Only 15 months old, Vivian Andorf underwent her sixth cardiac catheterization. Her cardiologist inserted a flexible tube through a tiny artery in her leg and wended it to her heart in an attempt to treat her narrowed veins and arteries, the result of a congenital condition.

In prior procedures, the first of which she had at a mere 3 weeks old, an adult-size catheter had to be used. Catheters sized for a child, let alone an infant, were not available. The larger catheter took longer to insert and was more likely to injure her already abnormal blood vessels, said her cardiologist, Dr. Alex Golden of the Cleveland Clinic Children’s Hospital.

“It’s trying to put something too large into something smaller,” he said.

But during the sixth procedure, Vivian became just the second young patient in the country to benefit from a catheter approved by the Food and Drug Administration for use in children. It is a rare success in the field of pediatric medical devices.

The development of surgical tools and medical devices designed for children lags a decade behind device development for adults. The lag, say experts, can be blamed largely on economics. The pediatric market is far smaller than the market for adults, making it difficult for companies to recoup research and development expenses for smaller devices.

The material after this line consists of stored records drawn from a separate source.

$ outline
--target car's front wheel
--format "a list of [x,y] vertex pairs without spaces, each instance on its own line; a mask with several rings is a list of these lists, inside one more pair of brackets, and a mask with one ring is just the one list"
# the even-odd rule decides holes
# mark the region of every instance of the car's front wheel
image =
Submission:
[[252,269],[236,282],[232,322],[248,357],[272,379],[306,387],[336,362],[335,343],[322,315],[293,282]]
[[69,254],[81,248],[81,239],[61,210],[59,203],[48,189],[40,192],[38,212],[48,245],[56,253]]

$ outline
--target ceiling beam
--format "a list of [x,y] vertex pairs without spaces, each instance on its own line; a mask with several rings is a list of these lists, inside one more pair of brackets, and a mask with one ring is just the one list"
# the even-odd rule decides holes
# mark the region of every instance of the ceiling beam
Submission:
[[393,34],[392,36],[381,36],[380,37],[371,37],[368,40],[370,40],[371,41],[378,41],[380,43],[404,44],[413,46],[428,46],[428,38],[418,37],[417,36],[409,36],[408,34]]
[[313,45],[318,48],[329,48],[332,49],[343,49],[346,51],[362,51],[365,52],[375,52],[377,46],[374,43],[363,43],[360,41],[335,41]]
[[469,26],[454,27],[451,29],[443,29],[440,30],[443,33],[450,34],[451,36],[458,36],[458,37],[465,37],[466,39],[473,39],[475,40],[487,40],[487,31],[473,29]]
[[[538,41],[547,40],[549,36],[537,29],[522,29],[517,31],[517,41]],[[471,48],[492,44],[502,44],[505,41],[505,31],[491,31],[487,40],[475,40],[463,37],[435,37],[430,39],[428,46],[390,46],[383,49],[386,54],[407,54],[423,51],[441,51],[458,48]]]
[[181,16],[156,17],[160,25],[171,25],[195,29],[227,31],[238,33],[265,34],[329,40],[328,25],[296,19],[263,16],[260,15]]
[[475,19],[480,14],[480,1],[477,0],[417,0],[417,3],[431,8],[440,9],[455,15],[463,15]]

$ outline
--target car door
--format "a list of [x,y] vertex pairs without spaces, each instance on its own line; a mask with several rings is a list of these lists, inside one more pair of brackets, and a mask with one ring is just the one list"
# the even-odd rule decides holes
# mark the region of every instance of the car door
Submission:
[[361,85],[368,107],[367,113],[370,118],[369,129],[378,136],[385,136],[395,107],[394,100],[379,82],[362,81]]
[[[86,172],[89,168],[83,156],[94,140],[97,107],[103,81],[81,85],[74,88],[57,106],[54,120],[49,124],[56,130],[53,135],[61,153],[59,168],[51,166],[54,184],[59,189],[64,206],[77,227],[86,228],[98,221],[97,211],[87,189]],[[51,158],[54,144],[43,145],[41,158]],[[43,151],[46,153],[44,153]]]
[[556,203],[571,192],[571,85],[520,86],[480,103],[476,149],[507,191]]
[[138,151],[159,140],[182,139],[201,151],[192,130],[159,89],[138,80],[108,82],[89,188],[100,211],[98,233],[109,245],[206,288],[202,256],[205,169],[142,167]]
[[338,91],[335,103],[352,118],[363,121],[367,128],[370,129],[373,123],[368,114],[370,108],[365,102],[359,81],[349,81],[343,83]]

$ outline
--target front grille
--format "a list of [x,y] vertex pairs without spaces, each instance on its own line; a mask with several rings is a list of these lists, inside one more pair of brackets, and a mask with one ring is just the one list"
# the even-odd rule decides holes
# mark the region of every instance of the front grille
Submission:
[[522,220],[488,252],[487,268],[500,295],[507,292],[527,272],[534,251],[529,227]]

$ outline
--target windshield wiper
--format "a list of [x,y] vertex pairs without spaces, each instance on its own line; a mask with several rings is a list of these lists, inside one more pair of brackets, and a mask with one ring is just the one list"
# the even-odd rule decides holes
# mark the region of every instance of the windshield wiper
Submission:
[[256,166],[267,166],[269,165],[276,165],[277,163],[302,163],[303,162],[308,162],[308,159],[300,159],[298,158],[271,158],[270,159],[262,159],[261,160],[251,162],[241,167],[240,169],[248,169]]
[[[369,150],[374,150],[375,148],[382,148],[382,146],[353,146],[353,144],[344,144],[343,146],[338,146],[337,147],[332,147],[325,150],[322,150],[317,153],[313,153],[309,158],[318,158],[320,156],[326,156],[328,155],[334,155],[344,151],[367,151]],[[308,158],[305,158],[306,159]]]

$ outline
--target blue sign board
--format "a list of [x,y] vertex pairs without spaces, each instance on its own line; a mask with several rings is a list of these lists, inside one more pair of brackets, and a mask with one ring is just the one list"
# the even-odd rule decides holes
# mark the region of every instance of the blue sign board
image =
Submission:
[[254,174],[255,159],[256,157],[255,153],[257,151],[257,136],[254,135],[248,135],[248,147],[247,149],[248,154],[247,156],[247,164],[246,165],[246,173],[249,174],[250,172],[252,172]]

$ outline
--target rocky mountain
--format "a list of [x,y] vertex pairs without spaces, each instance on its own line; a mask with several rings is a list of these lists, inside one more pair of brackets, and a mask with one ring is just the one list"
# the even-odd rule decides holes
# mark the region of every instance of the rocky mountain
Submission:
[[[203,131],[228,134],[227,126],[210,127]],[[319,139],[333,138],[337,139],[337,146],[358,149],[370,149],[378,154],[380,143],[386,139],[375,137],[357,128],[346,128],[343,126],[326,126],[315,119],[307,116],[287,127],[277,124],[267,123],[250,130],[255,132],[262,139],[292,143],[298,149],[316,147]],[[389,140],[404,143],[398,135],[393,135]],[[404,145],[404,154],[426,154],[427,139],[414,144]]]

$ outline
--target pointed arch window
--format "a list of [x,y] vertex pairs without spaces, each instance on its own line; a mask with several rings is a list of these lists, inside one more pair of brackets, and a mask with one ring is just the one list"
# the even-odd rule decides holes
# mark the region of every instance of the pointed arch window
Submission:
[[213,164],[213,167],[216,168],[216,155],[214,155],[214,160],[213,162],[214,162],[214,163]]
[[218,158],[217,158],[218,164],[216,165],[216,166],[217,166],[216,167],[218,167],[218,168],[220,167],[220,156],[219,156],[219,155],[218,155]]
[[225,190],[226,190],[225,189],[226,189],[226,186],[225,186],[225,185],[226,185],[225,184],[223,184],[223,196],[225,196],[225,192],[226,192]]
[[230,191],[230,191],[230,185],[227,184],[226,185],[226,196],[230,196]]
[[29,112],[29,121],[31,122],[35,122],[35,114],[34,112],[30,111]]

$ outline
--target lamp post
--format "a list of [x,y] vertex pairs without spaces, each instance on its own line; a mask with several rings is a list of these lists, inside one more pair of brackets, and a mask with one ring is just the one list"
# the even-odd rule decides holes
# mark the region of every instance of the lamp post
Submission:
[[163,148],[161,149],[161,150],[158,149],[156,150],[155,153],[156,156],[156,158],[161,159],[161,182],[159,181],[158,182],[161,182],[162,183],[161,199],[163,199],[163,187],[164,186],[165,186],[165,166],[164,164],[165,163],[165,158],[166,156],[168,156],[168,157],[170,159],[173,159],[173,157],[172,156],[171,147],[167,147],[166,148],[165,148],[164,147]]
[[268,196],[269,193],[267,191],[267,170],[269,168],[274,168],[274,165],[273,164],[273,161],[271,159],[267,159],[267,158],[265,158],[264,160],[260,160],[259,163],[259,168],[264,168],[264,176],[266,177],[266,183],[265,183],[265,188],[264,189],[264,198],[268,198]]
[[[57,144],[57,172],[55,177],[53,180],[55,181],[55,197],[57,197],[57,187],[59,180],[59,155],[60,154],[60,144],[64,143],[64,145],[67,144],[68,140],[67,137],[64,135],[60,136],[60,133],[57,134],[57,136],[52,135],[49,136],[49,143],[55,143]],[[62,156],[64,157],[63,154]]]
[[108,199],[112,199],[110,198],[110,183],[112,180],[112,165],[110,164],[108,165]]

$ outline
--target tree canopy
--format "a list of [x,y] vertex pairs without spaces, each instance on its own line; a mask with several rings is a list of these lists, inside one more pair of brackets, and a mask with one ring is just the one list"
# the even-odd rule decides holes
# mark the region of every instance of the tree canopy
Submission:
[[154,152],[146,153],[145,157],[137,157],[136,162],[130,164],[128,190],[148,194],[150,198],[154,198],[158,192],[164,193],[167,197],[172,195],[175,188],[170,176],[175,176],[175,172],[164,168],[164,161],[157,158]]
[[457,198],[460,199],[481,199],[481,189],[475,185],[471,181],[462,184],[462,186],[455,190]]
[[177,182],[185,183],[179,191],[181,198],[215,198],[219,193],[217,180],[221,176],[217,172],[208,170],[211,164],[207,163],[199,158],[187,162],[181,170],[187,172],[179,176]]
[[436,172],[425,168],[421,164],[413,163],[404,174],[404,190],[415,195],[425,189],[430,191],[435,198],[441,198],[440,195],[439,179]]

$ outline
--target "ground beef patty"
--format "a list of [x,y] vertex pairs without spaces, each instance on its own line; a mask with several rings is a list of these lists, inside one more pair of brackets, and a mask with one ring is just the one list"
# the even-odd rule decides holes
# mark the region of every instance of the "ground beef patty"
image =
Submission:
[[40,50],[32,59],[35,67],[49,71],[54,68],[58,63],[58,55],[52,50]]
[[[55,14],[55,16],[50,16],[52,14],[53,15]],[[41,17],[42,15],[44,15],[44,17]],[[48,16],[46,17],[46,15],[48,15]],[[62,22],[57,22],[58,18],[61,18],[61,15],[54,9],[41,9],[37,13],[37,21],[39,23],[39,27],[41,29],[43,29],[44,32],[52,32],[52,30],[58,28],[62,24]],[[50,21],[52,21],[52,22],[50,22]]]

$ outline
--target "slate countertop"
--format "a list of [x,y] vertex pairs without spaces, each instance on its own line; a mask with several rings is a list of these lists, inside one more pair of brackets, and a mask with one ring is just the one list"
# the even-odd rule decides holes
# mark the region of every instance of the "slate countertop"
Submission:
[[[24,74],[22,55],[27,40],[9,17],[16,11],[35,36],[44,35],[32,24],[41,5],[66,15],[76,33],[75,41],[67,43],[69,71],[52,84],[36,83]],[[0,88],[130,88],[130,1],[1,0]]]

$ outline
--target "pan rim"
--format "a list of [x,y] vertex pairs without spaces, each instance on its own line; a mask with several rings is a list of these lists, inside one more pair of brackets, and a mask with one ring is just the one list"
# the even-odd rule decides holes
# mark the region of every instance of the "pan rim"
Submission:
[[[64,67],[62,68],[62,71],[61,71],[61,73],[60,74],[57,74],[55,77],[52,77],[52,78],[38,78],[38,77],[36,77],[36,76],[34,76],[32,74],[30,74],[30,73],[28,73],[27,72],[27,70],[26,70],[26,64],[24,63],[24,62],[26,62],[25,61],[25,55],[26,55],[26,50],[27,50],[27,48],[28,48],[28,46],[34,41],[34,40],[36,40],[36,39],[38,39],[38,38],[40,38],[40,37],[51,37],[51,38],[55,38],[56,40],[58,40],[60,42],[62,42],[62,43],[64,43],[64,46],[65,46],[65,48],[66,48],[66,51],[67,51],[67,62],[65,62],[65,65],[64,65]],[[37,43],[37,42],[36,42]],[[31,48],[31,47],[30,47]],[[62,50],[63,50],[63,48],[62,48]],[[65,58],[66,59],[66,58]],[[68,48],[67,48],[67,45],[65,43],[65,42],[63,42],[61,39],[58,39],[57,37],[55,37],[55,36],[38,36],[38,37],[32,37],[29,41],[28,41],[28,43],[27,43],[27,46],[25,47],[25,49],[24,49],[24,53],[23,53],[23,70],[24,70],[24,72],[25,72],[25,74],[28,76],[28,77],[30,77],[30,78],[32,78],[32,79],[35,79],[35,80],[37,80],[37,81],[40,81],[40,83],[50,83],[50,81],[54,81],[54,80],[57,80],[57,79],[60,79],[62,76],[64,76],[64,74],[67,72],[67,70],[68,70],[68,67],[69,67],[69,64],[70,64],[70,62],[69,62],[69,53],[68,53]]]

“Innovation in medicine is driven by need, but also by the market,” said Dr. Michael R. Harrison, the director emeritus of the Fetal Treatment Center and the director of the Pediatric Device Consortium, both at the University of California, San Francisco. “Big markets have lots of folks developing devices, but small markets like the pediatrics market don’t.”

Take, for example, the field of knee and hip replacements in adults. “There’s been an incredible amount of investment and talent and innovation devoted to those things,” said Dr. Harrison, “but essentially none to pediatric orthopedic devices.”

So for decades, pediatric surgeons and other specialists have had to make do, using adult-size devices “off label” in children. They might chisel out their own smaller surgical tools in workshops, or jury-rig devices to squeeze into their tiny patients. Always, they contend with the extra challenges that come with using a device that’s not quite right.

“Often we end up having to dramatically modify an operation simply to be able to implant a device in a child,” said Dr. Pedro del Nido, chairman of the department of cardiac surgery at Boston Children’s Hospital.

Among the adult devices used with children are stents, defibrillators, pacemakers, artificial mitral valves, chemotherapy delivery devices, kidney dialysis systems, and metal implants that help straighten a spine or replace a piece of bone.